By Mike Dorf
Today I am scheduled to be on a panel at Boston University Law School discussing the excellent new book by BU LS Professors Jim Fleming and Linda McClain, Ordered Liberty. The book defends liberalism against communitarian, civic republican and related criticisms. In this post, I'll discuss what I plan to say in my remarks, which focus on the first three chapters of the book. There (and in various places throughout the book), the authors address the following charge: Liberalism improperly elevates rights above responsibilities, and thus improperly elevates the individual above the group.
Fleming and McClain have each addressed such charges in their solo writings--especially in their respective books, Securing Constitutional Democracy (Fleming), and The Place of Families (McClain)--but teamed up they make a powerful combination.
The core of their response relies on a kind of intellectual jujitsu. Communitarians often complain that liberalism relies on an unrealistic picture of the person as an "unencumbered self" who is isolated from others. Not so, Fleming and McClain say. In fact, quite to the contrary, liberals have much greater faith in people's ability to choose to act responsibly towards the community than do communitarians. That's why liberals trust individuals with substantially more autonomy to make responsible choices than communitarians do.
I should say that I am overall very sympathetic to liberalism as espoused by Fleming and McClain, although--to foreshadow my post for tomorrow--it's not clear to me how much of that sympathy stems from the fact that we share common values and thus would resolve concrete disputes similarly.
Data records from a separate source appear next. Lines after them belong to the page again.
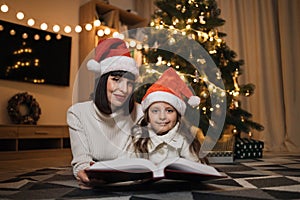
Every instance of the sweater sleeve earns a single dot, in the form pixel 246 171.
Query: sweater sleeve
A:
pixel 79 145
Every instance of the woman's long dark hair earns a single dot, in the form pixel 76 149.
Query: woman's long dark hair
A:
pixel 100 94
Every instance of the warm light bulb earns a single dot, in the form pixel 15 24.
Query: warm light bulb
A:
pixel 36 37
pixel 47 37
pixel 116 34
pixel 67 29
pixel 30 22
pixel 107 31
pixel 25 36
pixel 97 23
pixel 88 27
pixel 100 33
pixel 44 26
pixel 78 29
pixel 20 15
pixel 4 8
pixel 132 43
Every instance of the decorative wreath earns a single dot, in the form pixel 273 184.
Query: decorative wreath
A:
pixel 32 109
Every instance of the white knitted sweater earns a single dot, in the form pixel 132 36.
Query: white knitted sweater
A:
pixel 95 136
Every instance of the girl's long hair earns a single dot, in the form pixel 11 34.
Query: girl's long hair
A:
pixel 141 138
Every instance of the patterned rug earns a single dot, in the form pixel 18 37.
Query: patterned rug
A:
pixel 270 177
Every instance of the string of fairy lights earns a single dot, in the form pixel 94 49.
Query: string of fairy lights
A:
pixel 30 21
pixel 155 23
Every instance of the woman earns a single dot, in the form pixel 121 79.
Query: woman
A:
pixel 100 128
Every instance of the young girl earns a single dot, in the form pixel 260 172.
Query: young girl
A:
pixel 161 133
pixel 99 129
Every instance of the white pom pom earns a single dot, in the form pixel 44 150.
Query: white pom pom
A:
pixel 93 65
pixel 194 101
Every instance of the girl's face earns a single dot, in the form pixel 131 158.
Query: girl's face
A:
pixel 118 90
pixel 162 117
But that is not the point I intend to make during the panel--and which I make in a review essay that will later appear in the B.U. Law Review as part of the festivities. During the panel and in the review essay, I will take issue with a claim made by Fleming and McClain, as well as by some other liberal thinkers. The claim is that one important reason why persons should have the rights they have is so that they may exercise their moral capacity to choose responsibly. I argue in the paper that this claim parallels a claim made by religious thinkers who say that persons have free will in order to be able to choose to act morally. In religion, this claim frequently appears as part of a theodicy--that is, an argument designed to respond to the problem of evil. Evil exists, the argument goes, as a product of choices by human beings to do evil, and human beings must have that choice in order that they may be able to choose to do good. Thus, God is not responsible for the bad things that happen in the world.
The argument is obviously fallacious in its original habitat because much of the problem of evil arises out of natural phenomena: disease, natural disasters, etc. These evils are not the work of human beings exercising free will, and so the argument from free will does not get God off the hook for them. There may be other, more persuasive, responses that religious persons can give to the problem of non-man-made evil, but I won't pursue them here because my main concern is with the "theodicean" claim when offered as a justification for political liberty, not when offered as a defense of God against the problem of evil.
Anyway, my core claim--which I develop at greater length in the full paper--is that the theodicean argument offers no reason, or at most a very slight reason, to affirm liberty in any given conflict between individual liberty and some collective goal offered as a justification to infringe liberty. In a nutshell, Fleming and McClain are right that liberalism presupposes the capacity of persons to make responsible choices, but that capacity does not count as a justification for treating any putative liberty as shielded against being overridden if, on balance, the reasons for overriding the asserted right are strong enough to warrant overriding the right.
Finally, I should note that Fleming and McClain's book covers a lot of ground. I have focused on one important theme here and in my review essay, but there are many others. Tomorrow I'll have a few thoughts on how they address conflicts between liberty and equality.